Y su mente habló por su padre ausente, diciendo:

—Sí, lo comprendo muy bien. Hay muchos modelos para escoger en el arco que va de nacimiento a nacimiento. Pero vamos a pensar cómo podemos hacerlo sin que madre se enfade. ¿Por qué estás tan impaciente, hijo mío?

—Es que no puedo esperar —respondió Tom—. No puedo esperar más.

—Claro que puedes, hijo, querido hijo. Has llegado a ser tan grande como yo esperaba. Abre el cajón de la mesa, y luego emplea ese nabo que tienes por cabeza.

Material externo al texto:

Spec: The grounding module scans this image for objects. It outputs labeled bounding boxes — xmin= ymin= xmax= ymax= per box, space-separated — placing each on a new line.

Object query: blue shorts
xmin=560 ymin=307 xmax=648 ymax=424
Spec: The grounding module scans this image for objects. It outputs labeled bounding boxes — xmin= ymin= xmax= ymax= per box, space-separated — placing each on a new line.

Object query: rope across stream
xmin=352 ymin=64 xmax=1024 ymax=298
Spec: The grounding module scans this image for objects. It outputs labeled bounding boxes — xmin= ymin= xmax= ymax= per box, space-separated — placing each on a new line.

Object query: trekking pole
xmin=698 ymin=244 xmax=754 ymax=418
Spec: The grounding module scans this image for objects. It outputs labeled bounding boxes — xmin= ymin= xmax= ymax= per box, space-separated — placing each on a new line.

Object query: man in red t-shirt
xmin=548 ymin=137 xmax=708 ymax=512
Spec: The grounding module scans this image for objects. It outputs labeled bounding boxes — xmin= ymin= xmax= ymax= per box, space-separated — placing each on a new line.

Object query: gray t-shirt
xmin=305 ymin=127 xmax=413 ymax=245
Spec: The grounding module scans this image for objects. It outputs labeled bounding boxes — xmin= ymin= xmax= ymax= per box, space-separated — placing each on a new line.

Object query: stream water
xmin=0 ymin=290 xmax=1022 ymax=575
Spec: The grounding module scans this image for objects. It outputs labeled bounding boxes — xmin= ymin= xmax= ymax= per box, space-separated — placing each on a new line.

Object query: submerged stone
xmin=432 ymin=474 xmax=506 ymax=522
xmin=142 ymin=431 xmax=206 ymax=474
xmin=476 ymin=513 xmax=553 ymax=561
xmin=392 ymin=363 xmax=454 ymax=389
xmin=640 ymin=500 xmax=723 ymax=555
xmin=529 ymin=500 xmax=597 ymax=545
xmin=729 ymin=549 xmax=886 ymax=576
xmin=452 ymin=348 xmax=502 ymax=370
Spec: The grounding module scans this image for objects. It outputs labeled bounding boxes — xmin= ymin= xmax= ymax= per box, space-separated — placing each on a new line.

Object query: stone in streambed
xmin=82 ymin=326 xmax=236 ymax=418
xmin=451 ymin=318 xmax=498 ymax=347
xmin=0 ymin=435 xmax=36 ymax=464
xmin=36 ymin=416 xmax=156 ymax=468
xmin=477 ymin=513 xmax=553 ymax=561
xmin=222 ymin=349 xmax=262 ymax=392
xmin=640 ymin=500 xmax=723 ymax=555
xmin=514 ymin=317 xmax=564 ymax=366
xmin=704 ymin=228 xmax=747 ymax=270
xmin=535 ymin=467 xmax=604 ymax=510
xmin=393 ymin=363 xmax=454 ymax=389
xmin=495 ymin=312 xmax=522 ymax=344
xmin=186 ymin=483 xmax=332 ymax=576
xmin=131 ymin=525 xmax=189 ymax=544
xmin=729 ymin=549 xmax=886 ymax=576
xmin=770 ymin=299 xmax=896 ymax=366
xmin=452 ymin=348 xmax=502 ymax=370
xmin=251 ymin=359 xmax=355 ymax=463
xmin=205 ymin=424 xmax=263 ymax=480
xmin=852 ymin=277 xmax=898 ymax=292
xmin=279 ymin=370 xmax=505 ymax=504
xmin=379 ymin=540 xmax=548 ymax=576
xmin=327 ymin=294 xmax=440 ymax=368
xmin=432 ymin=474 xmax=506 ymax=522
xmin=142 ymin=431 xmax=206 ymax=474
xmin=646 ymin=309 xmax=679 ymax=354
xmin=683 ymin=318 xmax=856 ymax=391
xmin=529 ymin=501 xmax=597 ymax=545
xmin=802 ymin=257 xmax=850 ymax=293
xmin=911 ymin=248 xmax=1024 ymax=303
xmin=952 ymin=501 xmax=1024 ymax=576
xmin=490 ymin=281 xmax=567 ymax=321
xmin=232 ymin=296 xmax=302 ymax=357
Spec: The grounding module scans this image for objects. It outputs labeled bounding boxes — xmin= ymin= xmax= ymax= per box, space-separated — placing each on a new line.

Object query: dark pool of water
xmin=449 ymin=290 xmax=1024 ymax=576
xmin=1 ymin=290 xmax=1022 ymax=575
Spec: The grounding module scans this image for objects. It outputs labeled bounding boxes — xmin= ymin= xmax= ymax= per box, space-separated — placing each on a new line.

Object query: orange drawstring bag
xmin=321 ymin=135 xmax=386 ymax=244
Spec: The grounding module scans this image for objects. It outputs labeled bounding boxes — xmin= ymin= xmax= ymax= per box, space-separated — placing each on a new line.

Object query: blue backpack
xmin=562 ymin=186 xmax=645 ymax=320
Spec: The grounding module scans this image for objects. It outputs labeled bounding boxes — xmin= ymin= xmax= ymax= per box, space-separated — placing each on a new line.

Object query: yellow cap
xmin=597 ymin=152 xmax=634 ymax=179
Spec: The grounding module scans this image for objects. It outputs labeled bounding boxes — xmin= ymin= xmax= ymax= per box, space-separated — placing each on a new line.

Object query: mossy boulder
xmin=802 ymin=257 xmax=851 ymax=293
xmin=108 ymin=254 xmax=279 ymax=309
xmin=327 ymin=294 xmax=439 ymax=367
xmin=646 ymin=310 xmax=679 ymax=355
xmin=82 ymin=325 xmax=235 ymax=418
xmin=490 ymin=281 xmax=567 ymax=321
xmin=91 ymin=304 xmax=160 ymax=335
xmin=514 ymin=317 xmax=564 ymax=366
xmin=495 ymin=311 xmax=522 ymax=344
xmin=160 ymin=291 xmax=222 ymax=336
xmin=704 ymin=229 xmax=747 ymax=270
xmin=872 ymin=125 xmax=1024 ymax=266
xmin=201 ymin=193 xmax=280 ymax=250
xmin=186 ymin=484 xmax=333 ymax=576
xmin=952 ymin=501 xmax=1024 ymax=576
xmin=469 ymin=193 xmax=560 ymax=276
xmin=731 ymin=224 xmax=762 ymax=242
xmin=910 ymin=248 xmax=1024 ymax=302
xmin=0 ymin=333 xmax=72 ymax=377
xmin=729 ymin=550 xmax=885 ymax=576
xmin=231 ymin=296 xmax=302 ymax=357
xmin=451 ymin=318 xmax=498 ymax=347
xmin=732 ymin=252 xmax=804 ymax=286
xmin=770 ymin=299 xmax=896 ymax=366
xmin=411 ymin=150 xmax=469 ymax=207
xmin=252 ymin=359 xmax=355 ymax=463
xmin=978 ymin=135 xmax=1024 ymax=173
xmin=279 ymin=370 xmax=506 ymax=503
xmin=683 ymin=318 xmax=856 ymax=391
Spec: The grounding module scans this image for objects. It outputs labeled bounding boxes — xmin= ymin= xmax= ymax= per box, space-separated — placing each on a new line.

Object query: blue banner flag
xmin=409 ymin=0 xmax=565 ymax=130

Tom abrió el cajón y vio un bloc de papel de carta y un paquete de sobres que hacían juego con él, dos lápices mordisqueados y gastados y, en un ángulo polvoriento del cajón, unos cuantos sellos. Puso a un lado el cuaderno y sacó punta a los lápices con su cortaplumas.

Luego escribió:

«Querida madre:

»Espero que esté bien. Tengo el proyecto de pasar más tiempo con usted. Olive me invitó para el día de Acción de Gracias, y puede usted estar segura de que iré. Nuestra pequeña Olive es capaz de preparar un pavo casi tan bien como usted, aunque sé que nunca querrá creerlo. He tenido últimamente muy buena suerte. He comprado un caballo por quince dólares, es un capón, y a mí me parece como si fuese un purasangre. Me ha salido tan barato porque al bicho le desagradan los hombres. Su anterior propietario se pasaba más tiempo echado sobre su propia espalda que sobre el lomo del caballo. Debo añadir que es un animal muy bonito. Me ha tirado dos veces al suelo, pero ahora ya lo conozco, y, si consigo dominarlo, tendré uno de los mejores caballos de la comarca. Y puede usted estar segura de que lo conseguiré, aunque ello requiera todo el invierno. No sé por qué me encapriché con él, pues el hombre que me lo vendió me dijo algo muy divertido. Me dijo: "Este caballo es tan díscolo, que sería capaz de comerse a su jinete después de haberle arrojado al suelo". ¿Se acuerda usted de lo que decía padre cuando íbamos a cazar conejos? "Vuelve con tu escudo, o tendido sobre él." La veré a usted el día de Acción de Gracias. Su hijo,

»Tom».

Se preguntó si había quedado bien la carta, pero se sentía demasiado cansado para hacerla de nuevo. Añadió al pie:

»PD. Veo que Polly no ha cambiado en lo más mínimo. Ese loro me hace sonrojar».

En otra hoja escribió:

"Querido Will:

»No importa lo que puedas pensar, pero ahora ayúdame. Te lo pido por nuestra madre, ayúdame. Me mató un caballo, me arrojó al suelo y me coceó en la cabeza. Te lo ruego. Tu hermano,

»Tom».

Puso sellos a las cartas, se las metió en el bolsillo y preguntó a Samuel:

—¿Está bien así?

En su dormitorio abrió una caja de balas nueva, e introdujo una de ellas en el tambor de su Smith y Wesson, del calibre 38, que siempre tenía muy bien engrasado, y colocó la cámara cargada un espacio a la izquierda del percutor.